A million planets could host intelligent life and we might never find out.
Are we alone in the universe? Probably not but, despite more than half a century of efforts, we still cannot connect with any other intelligent beings out there.
Maybe it is "because space travel is so difficult that we are not able to go to them to meet them or they are not able to come to see us here," speculated Jesuit Father Jose Funes, the Vatican's chief astronomer.
"The possibility is also that we are a rare case and this is the only case in our galaxy. We don't know that. Or another possibility is that they don't share the same desire to explore the universe.
"Or, if they are out there, we will be able to meet them some time; it could happen maybe tomorrow or maybe in 50 years, or 1,000 years; who knows?"
As part of the University of Alberta's Festival of Ideas 2010, Funes and astrophysicist and professor Neil Comins addressed the possibility of intelligent life beyond Earth in a panel discussion entitled Astrobiology: Are We Alone in the Universe? at the Telus World of Science Nov. 19.
A Jesuit priest with graduate degrees in philosophy and astronomy, Funes is currently director of the Vatican Observatory. He has stated in the past that the belief in the existence of intelligent extraterrestrial life does not contradict the teachings of the Church, and that dismissing the possible existence of aliens would be like "putting limits on God's creative freedom."
Comins, who is currently a professor with the faculty of physics and astronomy at the University of Maine, is well known for his research in several areas, including observational astronomy, general relativity, galactic dynamics and astronomy education.
He has also written several popular science books including two that explore alternative versions of Earth and one that debunks common scientific myths and life's curiosities.

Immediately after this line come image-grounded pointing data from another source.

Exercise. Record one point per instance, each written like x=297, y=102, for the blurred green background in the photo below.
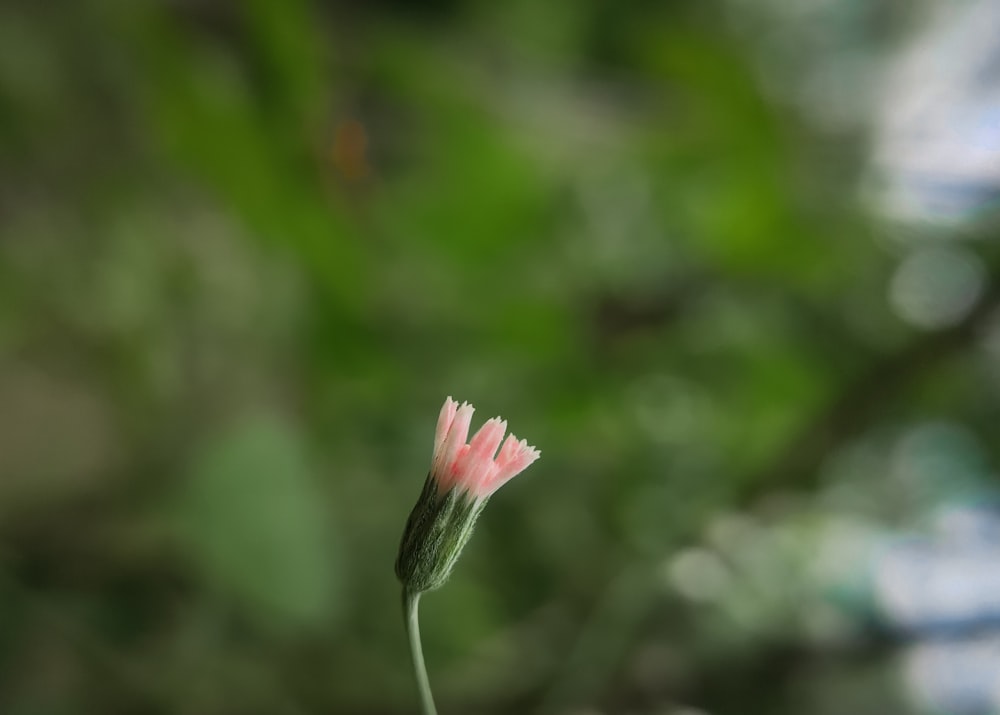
x=248, y=248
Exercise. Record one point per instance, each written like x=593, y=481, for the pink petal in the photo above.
x=457, y=434
x=477, y=464
x=445, y=419
x=516, y=458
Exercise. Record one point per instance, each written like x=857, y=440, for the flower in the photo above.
x=462, y=478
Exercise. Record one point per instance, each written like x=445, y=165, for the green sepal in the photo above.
x=436, y=532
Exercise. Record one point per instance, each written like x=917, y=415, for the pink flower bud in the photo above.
x=463, y=476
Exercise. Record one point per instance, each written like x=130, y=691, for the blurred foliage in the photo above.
x=246, y=250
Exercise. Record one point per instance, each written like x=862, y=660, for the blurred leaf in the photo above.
x=254, y=522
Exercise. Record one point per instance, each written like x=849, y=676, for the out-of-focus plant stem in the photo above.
x=412, y=619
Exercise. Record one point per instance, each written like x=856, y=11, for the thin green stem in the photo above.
x=410, y=601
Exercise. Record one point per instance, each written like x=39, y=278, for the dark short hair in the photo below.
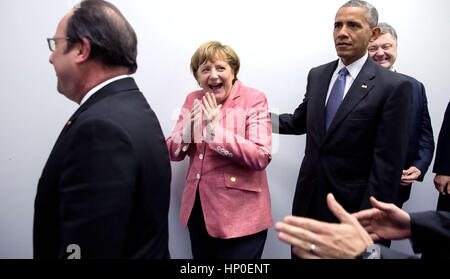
x=372, y=13
x=387, y=29
x=113, y=40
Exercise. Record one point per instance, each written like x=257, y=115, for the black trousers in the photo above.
x=206, y=247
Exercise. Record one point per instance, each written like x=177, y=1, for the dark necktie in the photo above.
x=335, y=98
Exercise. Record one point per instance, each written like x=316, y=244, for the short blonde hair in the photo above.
x=211, y=51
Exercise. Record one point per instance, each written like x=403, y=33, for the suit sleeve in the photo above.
x=442, y=161
x=96, y=189
x=291, y=124
x=430, y=231
x=426, y=140
x=250, y=146
x=177, y=145
x=390, y=145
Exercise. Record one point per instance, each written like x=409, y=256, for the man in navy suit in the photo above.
x=356, y=149
x=421, y=143
x=105, y=189
x=442, y=164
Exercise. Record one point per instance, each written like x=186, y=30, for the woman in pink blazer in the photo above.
x=225, y=130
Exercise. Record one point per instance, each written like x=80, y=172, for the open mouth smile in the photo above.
x=216, y=86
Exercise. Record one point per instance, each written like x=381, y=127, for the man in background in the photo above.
x=421, y=142
x=105, y=189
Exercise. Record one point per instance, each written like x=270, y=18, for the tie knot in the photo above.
x=343, y=72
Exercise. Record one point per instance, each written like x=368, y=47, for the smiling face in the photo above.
x=384, y=51
x=352, y=33
x=216, y=77
x=63, y=61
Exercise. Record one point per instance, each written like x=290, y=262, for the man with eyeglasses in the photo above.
x=105, y=189
x=421, y=142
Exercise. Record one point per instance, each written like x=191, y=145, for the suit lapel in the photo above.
x=318, y=100
x=363, y=84
x=121, y=85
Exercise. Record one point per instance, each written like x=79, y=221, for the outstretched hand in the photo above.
x=385, y=221
x=314, y=239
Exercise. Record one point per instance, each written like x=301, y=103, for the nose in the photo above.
x=214, y=74
x=379, y=52
x=50, y=59
x=342, y=32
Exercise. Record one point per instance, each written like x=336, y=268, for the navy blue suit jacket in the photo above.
x=106, y=184
x=363, y=152
x=421, y=141
x=442, y=160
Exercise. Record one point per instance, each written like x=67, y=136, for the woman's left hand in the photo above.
x=211, y=113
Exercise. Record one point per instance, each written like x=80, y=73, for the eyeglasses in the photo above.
x=52, y=42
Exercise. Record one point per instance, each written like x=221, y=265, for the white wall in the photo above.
x=277, y=41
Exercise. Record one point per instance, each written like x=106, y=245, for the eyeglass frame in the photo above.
x=54, y=39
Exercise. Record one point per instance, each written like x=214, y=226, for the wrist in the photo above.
x=372, y=252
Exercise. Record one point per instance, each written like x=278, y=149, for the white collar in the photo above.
x=355, y=67
x=100, y=86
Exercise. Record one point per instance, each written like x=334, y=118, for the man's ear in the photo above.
x=376, y=31
x=84, y=51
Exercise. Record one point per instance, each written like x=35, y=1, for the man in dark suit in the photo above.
x=104, y=192
x=354, y=149
x=429, y=231
x=421, y=142
x=442, y=164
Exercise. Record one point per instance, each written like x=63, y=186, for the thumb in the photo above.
x=338, y=210
x=380, y=205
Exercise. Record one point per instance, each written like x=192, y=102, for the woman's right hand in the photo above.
x=195, y=115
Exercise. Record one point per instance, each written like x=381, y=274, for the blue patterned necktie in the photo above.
x=335, y=98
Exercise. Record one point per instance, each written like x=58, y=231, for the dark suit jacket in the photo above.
x=442, y=160
x=421, y=141
x=106, y=184
x=430, y=233
x=364, y=150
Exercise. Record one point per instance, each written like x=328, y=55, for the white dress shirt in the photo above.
x=100, y=86
x=353, y=70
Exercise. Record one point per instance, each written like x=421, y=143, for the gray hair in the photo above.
x=372, y=13
x=387, y=29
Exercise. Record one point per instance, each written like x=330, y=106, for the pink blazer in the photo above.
x=230, y=169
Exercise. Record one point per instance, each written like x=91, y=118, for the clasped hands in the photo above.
x=211, y=114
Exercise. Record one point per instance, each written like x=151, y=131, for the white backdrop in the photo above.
x=277, y=41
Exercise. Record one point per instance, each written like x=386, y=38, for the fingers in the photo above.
x=441, y=183
x=338, y=210
x=304, y=254
x=307, y=224
x=295, y=235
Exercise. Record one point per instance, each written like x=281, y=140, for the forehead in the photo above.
x=356, y=14
x=385, y=39
x=62, y=25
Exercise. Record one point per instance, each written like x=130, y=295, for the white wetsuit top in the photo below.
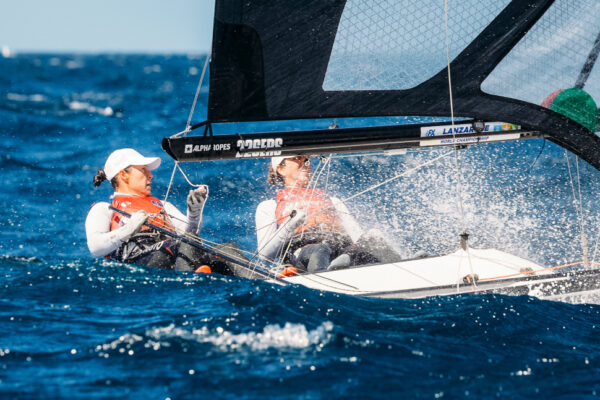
x=102, y=241
x=270, y=239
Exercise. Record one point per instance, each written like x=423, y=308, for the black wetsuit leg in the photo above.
x=371, y=250
x=161, y=255
x=313, y=257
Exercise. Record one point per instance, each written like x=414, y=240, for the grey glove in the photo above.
x=134, y=225
x=298, y=219
x=196, y=199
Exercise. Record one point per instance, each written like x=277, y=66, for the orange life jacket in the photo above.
x=321, y=214
x=151, y=205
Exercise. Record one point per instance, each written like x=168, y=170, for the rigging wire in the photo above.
x=456, y=156
x=187, y=129
x=578, y=208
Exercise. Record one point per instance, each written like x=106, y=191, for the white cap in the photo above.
x=275, y=161
x=123, y=158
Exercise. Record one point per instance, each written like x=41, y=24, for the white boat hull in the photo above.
x=496, y=270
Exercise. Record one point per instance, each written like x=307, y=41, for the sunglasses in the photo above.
x=302, y=160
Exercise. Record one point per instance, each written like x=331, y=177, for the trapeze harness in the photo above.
x=147, y=239
x=322, y=225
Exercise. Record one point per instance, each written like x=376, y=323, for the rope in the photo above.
x=456, y=157
x=536, y=271
x=188, y=124
x=578, y=207
x=187, y=129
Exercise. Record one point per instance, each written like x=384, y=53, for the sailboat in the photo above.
x=471, y=73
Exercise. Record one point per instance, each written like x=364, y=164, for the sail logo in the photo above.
x=266, y=147
x=446, y=130
x=195, y=148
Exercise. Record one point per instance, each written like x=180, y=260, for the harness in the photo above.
x=147, y=239
x=323, y=225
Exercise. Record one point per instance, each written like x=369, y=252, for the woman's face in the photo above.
x=295, y=171
x=137, y=180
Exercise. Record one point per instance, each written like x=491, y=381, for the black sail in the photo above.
x=281, y=60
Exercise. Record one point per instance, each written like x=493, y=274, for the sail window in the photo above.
x=551, y=55
x=395, y=45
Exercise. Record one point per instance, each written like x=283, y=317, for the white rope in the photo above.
x=578, y=209
x=188, y=125
x=456, y=157
x=187, y=129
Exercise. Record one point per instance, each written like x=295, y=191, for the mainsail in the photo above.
x=349, y=58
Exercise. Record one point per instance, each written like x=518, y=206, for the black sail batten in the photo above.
x=348, y=140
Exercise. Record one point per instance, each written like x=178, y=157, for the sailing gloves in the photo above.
x=298, y=219
x=195, y=201
x=133, y=226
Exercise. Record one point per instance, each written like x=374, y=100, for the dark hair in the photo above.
x=274, y=178
x=101, y=177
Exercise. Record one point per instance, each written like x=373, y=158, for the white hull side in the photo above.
x=421, y=273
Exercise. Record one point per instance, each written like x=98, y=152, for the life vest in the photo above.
x=151, y=205
x=320, y=211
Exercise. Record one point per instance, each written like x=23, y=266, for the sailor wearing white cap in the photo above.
x=114, y=236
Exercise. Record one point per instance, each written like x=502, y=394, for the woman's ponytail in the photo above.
x=99, y=178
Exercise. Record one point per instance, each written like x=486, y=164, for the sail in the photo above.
x=528, y=63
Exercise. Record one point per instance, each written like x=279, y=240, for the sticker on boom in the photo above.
x=465, y=129
x=258, y=147
x=195, y=148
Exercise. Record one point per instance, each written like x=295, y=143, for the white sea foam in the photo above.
x=272, y=336
x=26, y=97
x=83, y=106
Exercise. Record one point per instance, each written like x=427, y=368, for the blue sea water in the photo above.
x=72, y=326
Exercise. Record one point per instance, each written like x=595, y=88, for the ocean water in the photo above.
x=72, y=326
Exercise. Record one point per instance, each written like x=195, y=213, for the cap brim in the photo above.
x=154, y=162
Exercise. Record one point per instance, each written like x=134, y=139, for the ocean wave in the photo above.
x=288, y=336
x=26, y=97
x=83, y=106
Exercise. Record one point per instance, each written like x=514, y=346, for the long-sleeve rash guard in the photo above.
x=271, y=239
x=102, y=241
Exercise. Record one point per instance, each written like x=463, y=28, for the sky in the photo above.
x=99, y=26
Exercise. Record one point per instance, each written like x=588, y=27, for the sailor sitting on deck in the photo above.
x=117, y=237
x=308, y=228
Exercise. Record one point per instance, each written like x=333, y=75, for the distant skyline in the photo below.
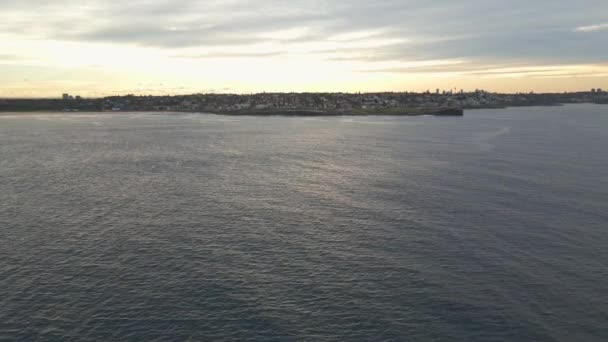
x=97, y=48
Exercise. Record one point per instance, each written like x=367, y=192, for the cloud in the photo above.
x=592, y=28
x=376, y=37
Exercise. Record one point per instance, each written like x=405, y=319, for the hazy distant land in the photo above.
x=307, y=104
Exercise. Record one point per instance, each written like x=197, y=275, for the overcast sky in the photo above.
x=95, y=47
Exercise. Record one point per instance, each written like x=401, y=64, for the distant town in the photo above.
x=437, y=102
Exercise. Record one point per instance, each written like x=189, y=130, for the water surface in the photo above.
x=180, y=227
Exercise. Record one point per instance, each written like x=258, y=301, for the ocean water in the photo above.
x=188, y=227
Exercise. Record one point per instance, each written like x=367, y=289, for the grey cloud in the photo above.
x=542, y=31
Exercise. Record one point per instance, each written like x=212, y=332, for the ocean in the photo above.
x=198, y=227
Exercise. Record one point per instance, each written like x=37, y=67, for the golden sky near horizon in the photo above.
x=93, y=48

Comins noted there are several projects that have been looking for extraterrestrial life for over 50 years and have not detected it yet.
"Have they been here?" Comins asked. "Some people would say 'yes' but until you can show me some thing that is alien and could not possibly have been made on earth, I'm doubtful. I can be persuaded but I'm doubtful."
Fr. Jose Funes
But he conceded the universe is big enough to contain intelligent life somewhere. "The numbers that we get for the other possible life - numbers of advanced civilizations in our galaxy - range from zero to something like 10 million," he said.
"That may sound like a big number but when you consider how big the Milky Way galaxy is, if there were, let's say, one million intelligent life forms on different planets, the separation between them still would be in the order of 1,500 light years, which would mean that it would take them 1,500 years to get to us and 1,500 years for us to get to them.
"And so if they are out there looking for us today and they are that far away then they are not going to know about us for another 1,400 years because it's only for about 100 years that we have been sending signals into space."
Added Comins: "The volume of space is so great that even though it is plausible that there are many other intelligent life forms on other planets in our Milky Way galaxy, the separation between us allows me to believe that they might exist but they have not been here and they probably don't know that we exist yet."
In answer to a question from a member of the audience, Funes said if aliens exist, they might not need redemption as human beings do.
"In the Christian belief we believe that we are redeemed by Jesus from our sins. But if these aliens are intelligent and they are free, it's not necessary that they have committed sins and therefore is not a given that they need redemption," he said.
"They still could share God's life, God's friendship without sin."
The difficult thing with astrobiology is one can never be sure if one is going to get results, Funes said. "Maybe we would never be able to answer that question (Are we alone in the universe?) because even if there is life out there we may never come to know that."